At this, he mumbles, “Right,” and bends, resting his lips on mine. My first instinct is to gently urge him away, to remind him where we are. But my stronger instinct is to lean forward, softening against him. He sends one arm around my waist, pulling me close. Even when he ends the kiss—we are in public, after all, and the beach is slowly filling—he holds me against his body, lifting my feet onto his in a chest-to-chest hug.

I drape my arms around his shoulders. “I thought we weren’t going to kiss outside today.”

“We’re hidden.”

“We aren’t at all hidden, you goober.”

He growls as he bends and pretends like he’ll take an enormous bite out of my neck. It turns into a tiny kiss, and then he whispers, “Maybe I could stay at your place tonight.”

“Really?” I pull back and grin at him.

“Really.”

Eight

With that sorted, I feel a certain amount of tension evaporate from the air around us. We leave our things and wander over to the rock shelf only a handful of yards away, watching the tide ebb, exposing the famous local tide pools. For the next hour, we clamber around the rocks, sharing every discovery: fluttery anemones, tiny rocklike barnacles, silvery fish, and coral. When the sun is high, we head back to our spot, spreading our towels out beneath the umbrella and staring at the unending cycle of waves.

He reaches over, pulling my hand into his lap, spinning the one ring I wear around my ring finger on my right hand. It’s a simple band of sapphires.

“Who’s this from?”

“My parents.”

“Pretty.” He touches my fingers, then turns my hand over, running the pad of his thumb over my wrist. “Birthstone?”
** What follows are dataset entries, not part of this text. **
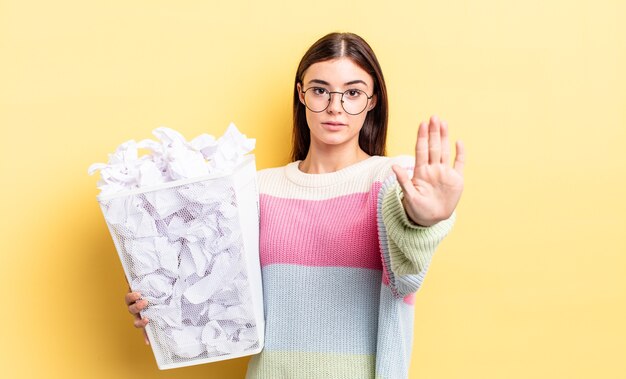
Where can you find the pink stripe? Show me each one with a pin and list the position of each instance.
(341, 231)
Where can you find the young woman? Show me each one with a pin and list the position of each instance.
(346, 234)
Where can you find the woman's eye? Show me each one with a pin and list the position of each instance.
(353, 93)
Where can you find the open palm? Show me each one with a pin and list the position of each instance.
(434, 191)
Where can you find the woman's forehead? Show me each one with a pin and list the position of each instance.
(338, 72)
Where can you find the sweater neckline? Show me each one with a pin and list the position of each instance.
(327, 179)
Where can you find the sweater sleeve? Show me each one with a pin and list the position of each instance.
(406, 248)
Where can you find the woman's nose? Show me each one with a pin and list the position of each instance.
(336, 99)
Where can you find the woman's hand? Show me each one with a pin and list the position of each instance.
(435, 189)
(135, 305)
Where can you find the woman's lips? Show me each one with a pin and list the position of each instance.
(333, 125)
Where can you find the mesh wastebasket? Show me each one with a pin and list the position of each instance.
(191, 248)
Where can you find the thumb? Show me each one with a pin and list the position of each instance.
(403, 179)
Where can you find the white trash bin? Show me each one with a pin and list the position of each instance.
(191, 247)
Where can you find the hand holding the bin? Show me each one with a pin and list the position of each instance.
(135, 305)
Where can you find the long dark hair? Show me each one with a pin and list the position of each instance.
(373, 135)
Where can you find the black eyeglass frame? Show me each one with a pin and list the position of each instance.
(330, 98)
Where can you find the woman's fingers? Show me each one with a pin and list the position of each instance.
(140, 322)
(421, 146)
(137, 307)
(131, 297)
(459, 160)
(445, 148)
(434, 140)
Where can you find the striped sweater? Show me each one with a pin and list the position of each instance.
(340, 262)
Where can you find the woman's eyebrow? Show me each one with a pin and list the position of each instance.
(319, 81)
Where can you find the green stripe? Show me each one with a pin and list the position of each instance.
(302, 365)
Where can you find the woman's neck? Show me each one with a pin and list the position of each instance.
(322, 161)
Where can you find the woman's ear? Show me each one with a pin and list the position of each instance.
(300, 94)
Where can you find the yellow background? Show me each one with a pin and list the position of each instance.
(531, 283)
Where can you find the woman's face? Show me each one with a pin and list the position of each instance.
(334, 126)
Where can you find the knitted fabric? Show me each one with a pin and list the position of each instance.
(340, 262)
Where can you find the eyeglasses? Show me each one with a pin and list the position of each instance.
(353, 101)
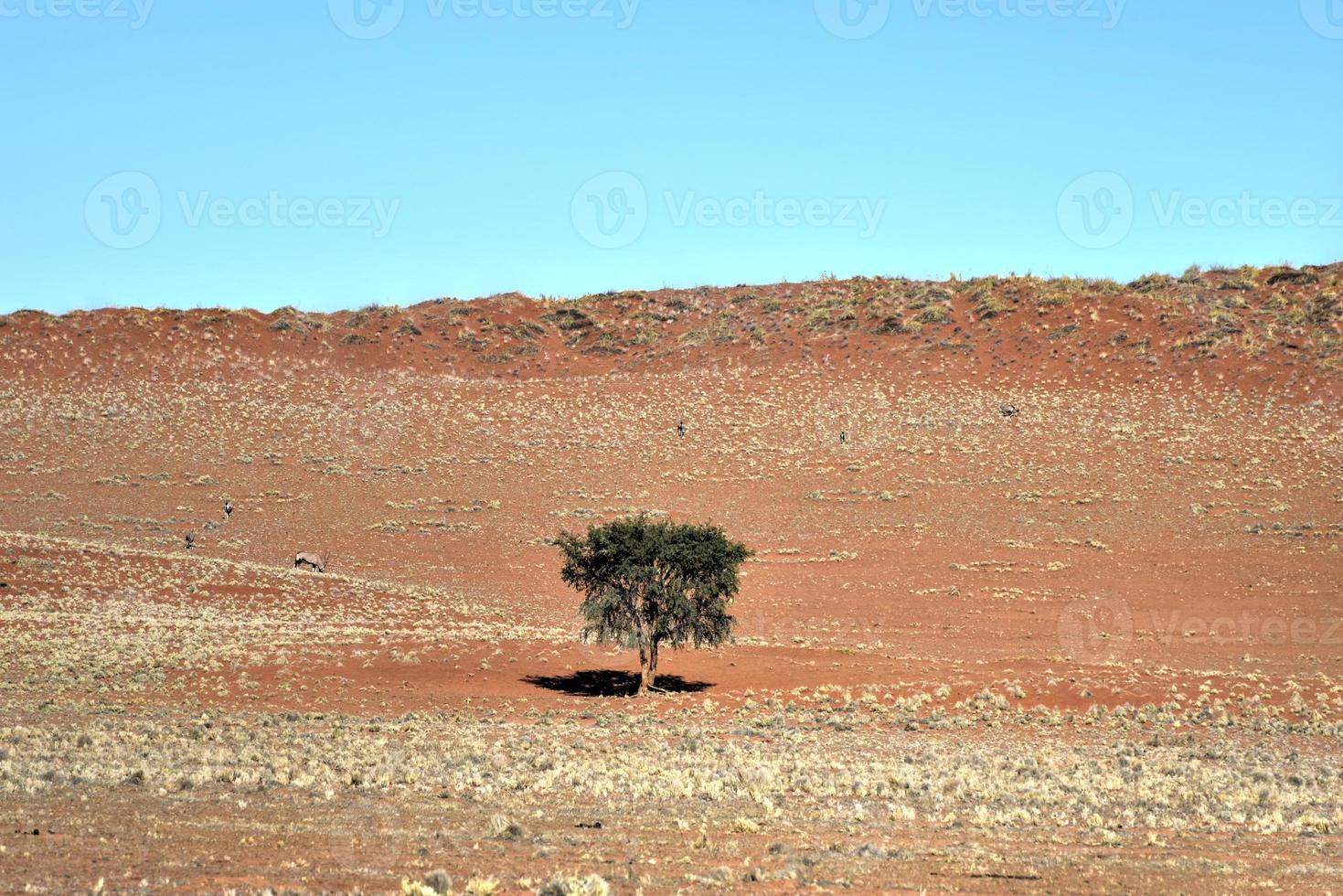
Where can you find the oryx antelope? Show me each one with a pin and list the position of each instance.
(311, 561)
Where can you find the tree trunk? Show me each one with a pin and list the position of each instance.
(647, 667)
(644, 672)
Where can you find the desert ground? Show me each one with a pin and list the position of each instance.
(1091, 647)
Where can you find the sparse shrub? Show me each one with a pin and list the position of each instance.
(590, 885)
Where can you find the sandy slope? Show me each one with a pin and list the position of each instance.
(1133, 584)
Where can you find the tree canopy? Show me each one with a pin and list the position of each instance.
(652, 583)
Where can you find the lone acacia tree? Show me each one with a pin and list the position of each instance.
(647, 584)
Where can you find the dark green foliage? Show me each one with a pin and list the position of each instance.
(646, 584)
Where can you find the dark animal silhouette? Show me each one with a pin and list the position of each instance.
(311, 561)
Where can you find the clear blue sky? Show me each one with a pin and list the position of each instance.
(265, 152)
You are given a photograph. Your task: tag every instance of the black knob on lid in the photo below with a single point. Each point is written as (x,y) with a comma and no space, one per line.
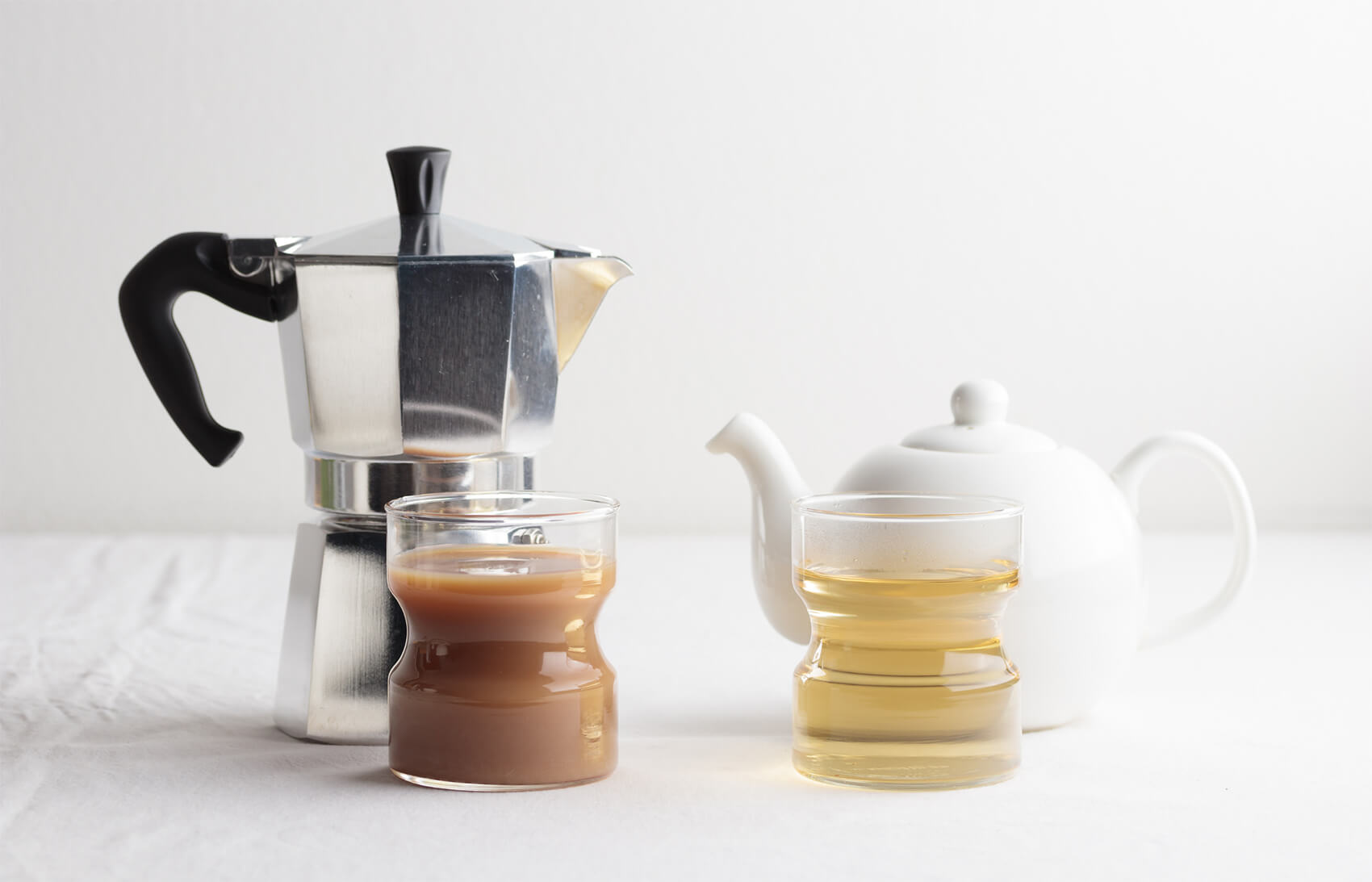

I nod. “September sixth. You?”

“April eighteenth.”

I do a double take. “It was your birthday the day we flew to LA?”

He nods, laughing. “I don’t usually make a big deal out of it. Sunny always goes overboard no matter what.”

“Well, then it’s a good thing you have a sister to make you celebrate yourself.”

He kisses my wrist before releasing my hand. “Do you ever wish you had siblings?”

I nod. “I used to a lot. Now I have Eden, and she’s like an irritating younger sister, even though she’s a couple years older than I am.”